1. Scrape Tool (`scrapegraph_scrape`)

Scrape content from a single URL with advanced options.

{
  "name": "scrapegraph_scrape",
  "arguments": {
    "url": "https://example.com",
    "formats": ["markdown"],
    "onlyMainContent": true,
    "waitFor": 1000,
    "timeout": 30000,
    "mobile": false,
    "includeTags": ["article", "main"],
    "excludeTags": ["nav", "footer"],
    "skipTlsVerification": false
  }
}

2. Batch Scrape Tool (`scrapegraph_batch_scrape`)

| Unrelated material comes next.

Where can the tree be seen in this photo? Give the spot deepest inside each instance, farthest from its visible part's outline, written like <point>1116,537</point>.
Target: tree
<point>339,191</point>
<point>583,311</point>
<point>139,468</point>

Scrape multiple URLs efficiently with built-in rate limiting and parallel processing.

{
  "name": "scrapegraph_batch_scrape",
  "arguments": {
    "urls": ["https://example1.com", "https://example2.com"],
    "options": {
      "formats": ["markdown"],
      "onlyMainContent": true
    }
  }
}

Response includes operation ID for status checking:

{
  "content": [
    {
      "type": "text",
      "text": "Batch operation queued with ID: batch_1. Use scrapegraph_check_batch_status to check progress."
    }
  ],
  "isError": false
}

3. Check Batch Status (`scrapegraph_check_batch_status`)

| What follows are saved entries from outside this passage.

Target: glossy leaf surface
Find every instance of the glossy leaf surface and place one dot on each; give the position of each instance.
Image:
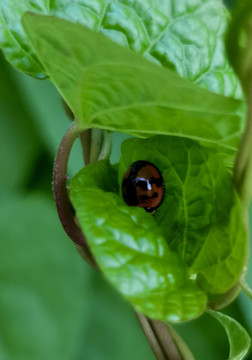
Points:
(200, 214)
(184, 36)
(238, 338)
(130, 249)
(112, 88)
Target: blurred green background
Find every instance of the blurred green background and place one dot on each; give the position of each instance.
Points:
(52, 304)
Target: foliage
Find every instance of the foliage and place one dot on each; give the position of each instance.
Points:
(196, 237)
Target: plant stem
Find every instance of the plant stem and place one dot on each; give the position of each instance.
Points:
(243, 179)
(243, 163)
(63, 204)
(245, 287)
(157, 334)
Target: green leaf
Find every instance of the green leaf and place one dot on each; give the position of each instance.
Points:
(239, 339)
(19, 140)
(129, 94)
(48, 294)
(130, 249)
(43, 286)
(200, 215)
(186, 37)
(239, 40)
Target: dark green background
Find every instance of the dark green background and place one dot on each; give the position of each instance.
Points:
(53, 305)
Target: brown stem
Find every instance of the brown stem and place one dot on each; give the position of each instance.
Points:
(159, 339)
(63, 204)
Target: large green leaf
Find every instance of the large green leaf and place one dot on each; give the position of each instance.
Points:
(130, 249)
(200, 215)
(112, 88)
(184, 36)
(239, 339)
(239, 40)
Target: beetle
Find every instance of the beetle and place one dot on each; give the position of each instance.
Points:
(143, 186)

Check the status of a batch operation.

{
  "name": "scrapegraph_check_batch_status",
  "arguments": {
    "id": "batch_1"
  }
}

4. Search Tool (`scrapegraph_search`)

Search the web and optionally extract content from search results.

{
  "name": "scrapegraph_search",
  "arguments": {
    "query": "your search query",
    "limit": 5,
    "lang": "en",
    "country": "us",
    "scrapeOptions": {
      "formats": ["markdown"],
      "onlyMainContent": true
    }
  }
}

5. Crawl Tool (`scrapegraph_crawl`)

Start an asynchronous crawl with advanced options.

{
  "name": "scrapegraph_crawl",
  "arguments": {
    "url": "https://example.com",
    "maxDepth": 2,
    "limit": 100,
    "allowExternalLinks": false,
    "deduplicateSimilarURLs": true
  }
}

6. Extract Tool (`scrapegraph_extract`)

Extract structured information from web pages using LLM capabilities. Supports both cloud AI and self-hosted LLM extraction.

{
  "name": "scrapegraph_extract",
  "arguments": {
    "urls": ["https://example.com/page1", "https://example.com/page2"],
    "prompt": "Extract product information including name, price, and description",
    "systemPrompt": "You are a helpful assistant that extracts product information",
    "schema": {
      "type": "object",
      "properties": {
        "name": { "type": "string" },
        "price": { "type": "number" },
        "description": { "type": "string" }
      },
      "required": ["name", "price"]
    },
    "allowExternalLinks": false,
    "enableWebSearch": false,
    "includeSubdomains": false
  }
}

Example response:

{
  "content": [
    {
      "type": "text",
      "text": {
        "name": "Example Product",
        "price": 99.99,
        "description": "This is an example product description"
      }
    }
  ],
  "isError": false
}

Extract Tool Options:

urls: Array of URLs to extract information from
prompt: Custom prompt for the LLM extraction
systemPrompt: System prompt to guide the LLM
schema: JSON schema for structured data extraction
allowExternalLinks: Allow extraction from external links
enableWebSearch: Enable web search for additional context
includeSubdomains: Include subdomains in extraction

When using a self-hosted instance, the extraction will use your configured LLM. For cloud API, it uses ScrapeGraphAI’s managed LLM service.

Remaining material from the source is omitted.